Thursday, 18 August 2011

Back in the Driver Seat


You’ve probably been wondering where I’ve been or maybe it's been so long you’ve forgotten all about me but, whichever camp you fall into, I am back ... for good.

For the past year my blogs have been sporadic to say the least and that is because I have had nothing much to say – and I am one of those people who aren’t given to idle gossip; small talk just isn’t my thing.

The followers of my blog may remember that about a year ago I acquired the services of an agent. BRILLIANT!! I thought, at last my career will take off big time but, for once, the oracle was wrong and it didn’t.

It is easy for an un-agented author to think that the services of an expert from the publishing world is the one thing that your career lacks. But this isn’t always so. It wasn’t long before I found I didn’t like it, nothing was happening, things were too slow. I wanted action. Patience isn't my thing either :)

There isn’t much point being a novelist if it doesn't make you happy. I am not in it for a big pay out (although of course that would be nice). I write because I have stories in my head that need to be heard.
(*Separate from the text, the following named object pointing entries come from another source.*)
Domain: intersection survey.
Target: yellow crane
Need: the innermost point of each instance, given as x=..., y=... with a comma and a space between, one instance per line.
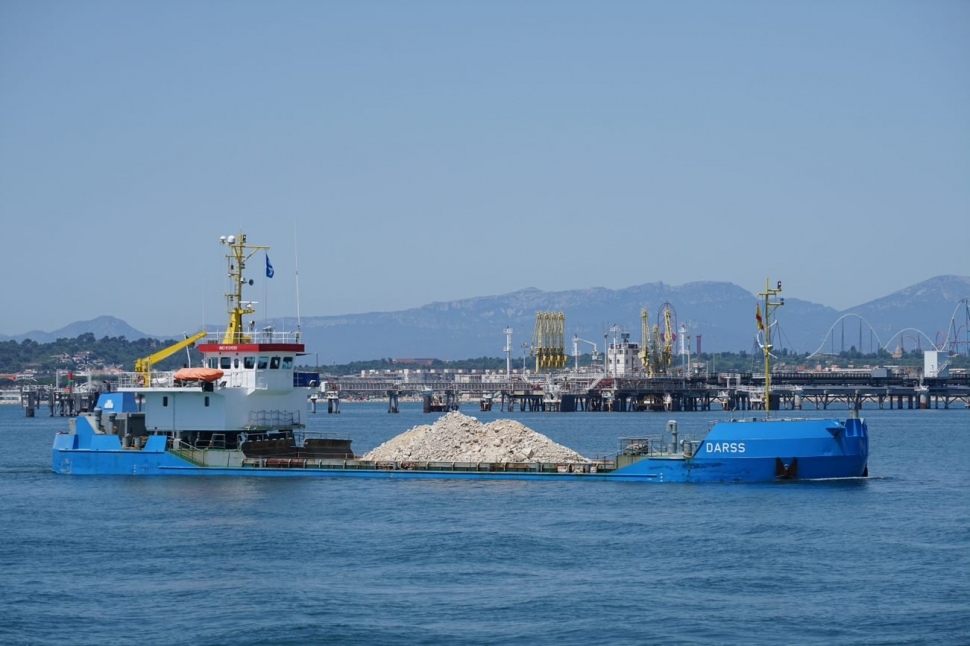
x=548, y=340
x=645, y=359
x=144, y=365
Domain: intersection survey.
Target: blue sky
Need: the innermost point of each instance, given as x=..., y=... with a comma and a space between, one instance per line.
x=400, y=153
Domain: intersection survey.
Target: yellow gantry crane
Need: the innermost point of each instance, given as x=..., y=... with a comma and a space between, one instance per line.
x=548, y=340
x=144, y=365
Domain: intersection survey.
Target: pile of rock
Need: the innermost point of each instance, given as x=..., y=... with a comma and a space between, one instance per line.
x=460, y=438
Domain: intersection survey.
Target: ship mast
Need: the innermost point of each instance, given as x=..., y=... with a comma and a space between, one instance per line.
x=765, y=326
x=239, y=253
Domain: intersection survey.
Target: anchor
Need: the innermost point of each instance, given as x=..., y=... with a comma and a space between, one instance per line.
x=787, y=471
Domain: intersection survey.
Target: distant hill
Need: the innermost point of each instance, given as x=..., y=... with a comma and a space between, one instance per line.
x=721, y=313
x=100, y=327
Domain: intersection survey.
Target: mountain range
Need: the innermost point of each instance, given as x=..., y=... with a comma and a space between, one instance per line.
x=718, y=316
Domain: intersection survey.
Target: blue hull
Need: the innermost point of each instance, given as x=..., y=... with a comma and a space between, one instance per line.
x=746, y=451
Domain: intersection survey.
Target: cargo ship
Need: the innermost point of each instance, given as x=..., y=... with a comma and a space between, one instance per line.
x=242, y=413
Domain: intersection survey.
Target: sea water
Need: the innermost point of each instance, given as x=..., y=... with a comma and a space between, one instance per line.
x=160, y=560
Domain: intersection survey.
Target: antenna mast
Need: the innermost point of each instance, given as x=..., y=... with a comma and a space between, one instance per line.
x=235, y=305
x=769, y=305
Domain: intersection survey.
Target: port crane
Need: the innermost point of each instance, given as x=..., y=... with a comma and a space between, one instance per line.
x=594, y=356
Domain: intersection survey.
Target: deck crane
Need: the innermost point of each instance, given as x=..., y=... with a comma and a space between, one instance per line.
x=144, y=366
x=576, y=341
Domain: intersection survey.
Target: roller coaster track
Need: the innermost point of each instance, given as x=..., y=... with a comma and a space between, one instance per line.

I’ve written since I was eight years old and I need to do something with it.

The first thing the agent suggested (suggested not demanded) was that I remove Peaceweaver from the shelves as a self-published tag might put off serious publishers. I did so because I thought she must know best; I placed all my eggs in her basket, so to speak.
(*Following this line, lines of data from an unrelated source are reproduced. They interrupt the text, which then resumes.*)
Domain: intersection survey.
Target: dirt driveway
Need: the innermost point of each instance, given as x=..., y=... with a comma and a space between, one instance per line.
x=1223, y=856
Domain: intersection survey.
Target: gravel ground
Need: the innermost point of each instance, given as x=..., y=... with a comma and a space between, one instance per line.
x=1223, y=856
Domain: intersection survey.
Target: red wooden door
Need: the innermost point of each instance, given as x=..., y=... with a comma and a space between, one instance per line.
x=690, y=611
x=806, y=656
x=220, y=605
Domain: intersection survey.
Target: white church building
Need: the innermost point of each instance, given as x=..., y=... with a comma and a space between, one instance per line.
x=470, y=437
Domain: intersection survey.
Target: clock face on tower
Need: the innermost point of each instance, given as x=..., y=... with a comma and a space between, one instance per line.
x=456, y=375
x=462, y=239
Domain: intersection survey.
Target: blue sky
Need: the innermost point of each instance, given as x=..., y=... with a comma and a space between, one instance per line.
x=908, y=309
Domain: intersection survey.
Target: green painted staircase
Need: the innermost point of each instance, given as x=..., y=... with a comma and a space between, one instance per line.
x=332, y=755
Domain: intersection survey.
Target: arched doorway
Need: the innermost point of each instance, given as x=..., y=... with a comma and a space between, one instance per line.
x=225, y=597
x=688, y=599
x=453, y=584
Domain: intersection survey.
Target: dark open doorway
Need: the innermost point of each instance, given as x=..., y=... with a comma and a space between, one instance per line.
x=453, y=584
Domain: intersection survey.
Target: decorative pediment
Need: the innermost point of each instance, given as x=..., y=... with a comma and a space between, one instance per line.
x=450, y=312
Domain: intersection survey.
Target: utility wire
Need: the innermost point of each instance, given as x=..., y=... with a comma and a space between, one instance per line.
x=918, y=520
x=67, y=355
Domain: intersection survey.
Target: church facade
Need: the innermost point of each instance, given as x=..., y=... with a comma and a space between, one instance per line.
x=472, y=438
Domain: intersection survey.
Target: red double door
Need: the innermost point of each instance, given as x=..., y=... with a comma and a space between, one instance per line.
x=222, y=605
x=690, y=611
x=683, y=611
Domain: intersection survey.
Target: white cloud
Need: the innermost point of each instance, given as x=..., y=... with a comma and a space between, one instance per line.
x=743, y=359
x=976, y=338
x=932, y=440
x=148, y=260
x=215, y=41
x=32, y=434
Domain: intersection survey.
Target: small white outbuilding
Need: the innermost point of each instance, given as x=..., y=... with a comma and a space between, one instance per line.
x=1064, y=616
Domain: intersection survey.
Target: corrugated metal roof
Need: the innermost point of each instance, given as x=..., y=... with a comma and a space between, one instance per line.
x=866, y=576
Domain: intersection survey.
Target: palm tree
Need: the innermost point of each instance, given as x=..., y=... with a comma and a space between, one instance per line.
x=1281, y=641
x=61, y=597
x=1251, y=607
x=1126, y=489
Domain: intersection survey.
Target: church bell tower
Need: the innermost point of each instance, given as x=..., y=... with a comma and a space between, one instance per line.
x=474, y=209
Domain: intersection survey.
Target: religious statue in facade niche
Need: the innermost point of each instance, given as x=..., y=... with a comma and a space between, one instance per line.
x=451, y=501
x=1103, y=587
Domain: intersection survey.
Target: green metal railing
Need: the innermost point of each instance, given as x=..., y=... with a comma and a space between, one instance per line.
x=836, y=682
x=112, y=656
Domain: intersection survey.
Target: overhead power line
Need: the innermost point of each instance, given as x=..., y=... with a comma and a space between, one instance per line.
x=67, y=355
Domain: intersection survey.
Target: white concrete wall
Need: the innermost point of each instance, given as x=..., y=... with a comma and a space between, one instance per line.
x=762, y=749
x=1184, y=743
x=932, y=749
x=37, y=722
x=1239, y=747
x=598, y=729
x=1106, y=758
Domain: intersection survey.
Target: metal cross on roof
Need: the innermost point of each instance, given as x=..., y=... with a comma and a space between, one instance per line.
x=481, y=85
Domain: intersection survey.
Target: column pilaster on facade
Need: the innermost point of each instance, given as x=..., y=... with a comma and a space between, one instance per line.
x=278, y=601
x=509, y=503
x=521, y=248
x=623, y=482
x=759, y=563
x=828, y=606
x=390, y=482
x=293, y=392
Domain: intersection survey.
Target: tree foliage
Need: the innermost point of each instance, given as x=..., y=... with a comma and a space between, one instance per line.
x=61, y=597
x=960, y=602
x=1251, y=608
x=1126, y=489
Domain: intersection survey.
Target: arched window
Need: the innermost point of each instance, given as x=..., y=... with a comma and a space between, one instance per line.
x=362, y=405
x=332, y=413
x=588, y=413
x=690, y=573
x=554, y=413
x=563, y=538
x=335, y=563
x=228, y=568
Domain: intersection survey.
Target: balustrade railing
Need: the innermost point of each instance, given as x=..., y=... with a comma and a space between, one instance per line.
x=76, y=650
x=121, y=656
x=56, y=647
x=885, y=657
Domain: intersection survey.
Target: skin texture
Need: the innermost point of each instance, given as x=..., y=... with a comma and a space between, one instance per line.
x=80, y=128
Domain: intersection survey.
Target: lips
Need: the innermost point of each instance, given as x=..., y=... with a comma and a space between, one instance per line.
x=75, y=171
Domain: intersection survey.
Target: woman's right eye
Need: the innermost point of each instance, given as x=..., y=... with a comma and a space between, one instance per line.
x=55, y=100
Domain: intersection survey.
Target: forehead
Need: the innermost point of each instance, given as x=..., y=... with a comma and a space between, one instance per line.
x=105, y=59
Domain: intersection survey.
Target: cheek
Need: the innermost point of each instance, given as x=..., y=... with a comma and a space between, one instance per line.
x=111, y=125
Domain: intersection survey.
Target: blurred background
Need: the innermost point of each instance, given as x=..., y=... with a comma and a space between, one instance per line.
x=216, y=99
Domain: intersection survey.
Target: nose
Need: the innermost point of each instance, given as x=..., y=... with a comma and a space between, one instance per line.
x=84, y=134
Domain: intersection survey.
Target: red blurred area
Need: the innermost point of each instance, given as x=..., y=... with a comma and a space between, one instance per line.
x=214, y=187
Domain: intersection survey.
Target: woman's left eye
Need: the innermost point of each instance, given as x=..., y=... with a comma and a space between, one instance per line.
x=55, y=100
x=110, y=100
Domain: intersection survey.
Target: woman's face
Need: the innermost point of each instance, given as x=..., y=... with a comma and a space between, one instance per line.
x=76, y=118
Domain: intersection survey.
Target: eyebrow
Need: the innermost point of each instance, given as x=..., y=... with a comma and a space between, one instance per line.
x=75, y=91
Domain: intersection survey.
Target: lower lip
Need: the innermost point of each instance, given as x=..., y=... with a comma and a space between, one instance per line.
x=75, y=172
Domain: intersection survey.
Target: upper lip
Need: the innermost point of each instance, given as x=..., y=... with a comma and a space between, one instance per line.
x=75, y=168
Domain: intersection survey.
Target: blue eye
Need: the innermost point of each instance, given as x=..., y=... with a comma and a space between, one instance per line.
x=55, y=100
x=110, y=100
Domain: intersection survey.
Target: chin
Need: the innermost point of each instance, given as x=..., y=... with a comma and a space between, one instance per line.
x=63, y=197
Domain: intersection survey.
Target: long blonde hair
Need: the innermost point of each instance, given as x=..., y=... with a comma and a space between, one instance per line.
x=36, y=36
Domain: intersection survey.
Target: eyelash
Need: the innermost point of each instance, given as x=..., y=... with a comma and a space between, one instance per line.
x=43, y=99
Of course, without Peaceweaver I was left with nothing to market, nothing to blog about, nothing to peddle. So I sat at home, quickly completed the final edits of The Forest Dwellers and finished the first draft of The Song of Heledd.

Then I twiddled my thumbs, made a lot of phone calls, drank alot of coffee and watched enviously as my peers happily continued to produce and market their own excellent novels without recourse to expert help.

I began to write short stories and, as my poetry and shorts were not in the agent’s hands, had a few published. Things were a bit better but still things felt wrong somehow. It took me a while to realise I was no longer happy.

In the end it was my lovely old fella that pointed out what was wrong and suggested I terminate the agreement which, after much deliberation, I did!

I don’t know why the agent failed to sell my work, perhaps my novels are unmarketable, although my readers don’t seem to think so and I get emails every week asking when The Forest Dwellers will be published. I don’t think she fully understood the genre or where I was coming from. I felt she tried to twee my writing up, make it like other big name authors who shall remain nameless. ‘Write a Tudor novel,’ she suggested more than once but I don’t want to write Tudor novels.....

I’ve been agent free for a whole week now and already I feel so relieved, as if I’ve put down a bag of very heavy shopping. In that short time I have put the wheels in motion for a re-edition of Peaceweaver with a prettier cover and complete interior reformat. The Forest Dwellers should be issued at the same time with The Song of Heledd following shortly afterwards in (2012). Then I had better write some more.

It feels good to be in control of my own work again. My kids always accuse me of being a control freak and perhaps they are right. All I know for sure is that I’ve been reformatting, editing, looking at book cover designs and feel involved and a totally happy bunny again. And once the manuscripts are off to the publishers I will have a look and see how easy it is to get them onto Kindle.

So, it’s onwards and upwards! Watch this space!